I know that Ronald Reagan talked a better line than he walked. (He was a successful politician, alas – seldom a good situation for one’s character.) And I do not excuse Reagan’s many violations of the free-market and free-trade principles that he espoused. But it remains noteworthy that Reagan did espouse such principles, often with great eloquence and far deeper understanding than is typical even among the relatively better sort of politicians.
Take a look at the portion of this September 17th, 1985, press conference, starting at the 21 minute, 35 second mark. (HT Bryan Riley) Compare Reagan’s understanding of trade and trade-balance issues to the “understanding” possessed by the current resident of the White House. There is no comparison. Reagan’s understanding of economics was far superior to that of Trump. (Trump’s “understanding” of economics is, I’m aware, an exceptionally low standard. I do not here mean to damn Reagan with faint praise.)

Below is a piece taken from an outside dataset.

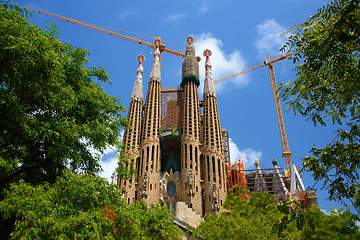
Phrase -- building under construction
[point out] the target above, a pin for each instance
(179, 149)
(176, 143)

Here’s the transcript from the relevant part of that long-ago press conference:
Q. For the first time in 70 years, we have become a deficit nation—since 1914. Does this disturb you? Throughout your political life, you have decried deficit spending and our secondary posture in the world of trade. Do you have a solution for this?
The President. You used the word “deficit”; you mean our trade imbalance?
Q. Yes, the fact that we have become a debtor nation for the first time since 1914.
The President. Are we? I think this false impression that’s being given that a trade imbalance means debtor nation. This isn’t our government that is expending more than it is for imports than it is getting back in exports. These are the people of our country and the businesses and the corporations and the individual entrepreneurs.
On one hand, the American people are buying more than the American people are selling. Incidentally, those figures of export and import have some failings in them, some weak spots. They don’t include on exports anything that we’re getting back for services. There’s a lot of technical things I won’t get into, because they get too complicated here, about the difference in the two figures.
But let me point something out about this. The deficit that I’m concerned about, that is the most important, and that can be the biggest problem for us and that must be solved, is the deficit in Federal spending-here, our domestic spending. This is the threat to everything that we hold dear.
But the trade imbalance—from 1890—or 1790 to 1875, this country, all that 85 years, ran a trade imbalance. And in those years, we were becoming the great economic power that we are in the world today. Now, we come up to the present. And in the last 33 months, we have seen more than 8 million new jobs created.
Yes, we’ve lost since 1979 1.6 million jobs in manufacturing, but we’ve added 9 million new jobs in travel and service industries. We’ve had this great recovery; we’ve brought inflation down; the interest rate is coming down—all of these things that we want.
This recovery, the greatest one we’ve known in decades, has been done with this same trade imbalance. Now, in the 1930’s, in that depression that I mentioned earlier in my remarks, in that depression, 25-percent unemployment—the worst depression the world has ever known—we had a trade surplus every one of those 10 years until World War II ended the depression.
So, I think this has been exaggerated, and it isn’t a case of us being a debtor nation.
Another thing we don’t count is that from abroad, that is not counted in our export figures are the billions of dollars of foreign capital that has been invested in the United States, invested in our private industries, invested in our government bonds, if you will, things of this kind, because we are the best and safest investment in the world today.
(Note: I think that Reagan made a slight mistake when he spoke about the 1930s. By my calculation, in only nine of those ten years – not in each of the ten years – did the U.S. run a trade surplus. A slight trade deficit was run in 1936. Overall, though, the Greatly Depressed 1930s were a time of U.S. trade surpluses: in 102 of the 120 months of the 1930s the U.S. ran monthly trade surpluses.)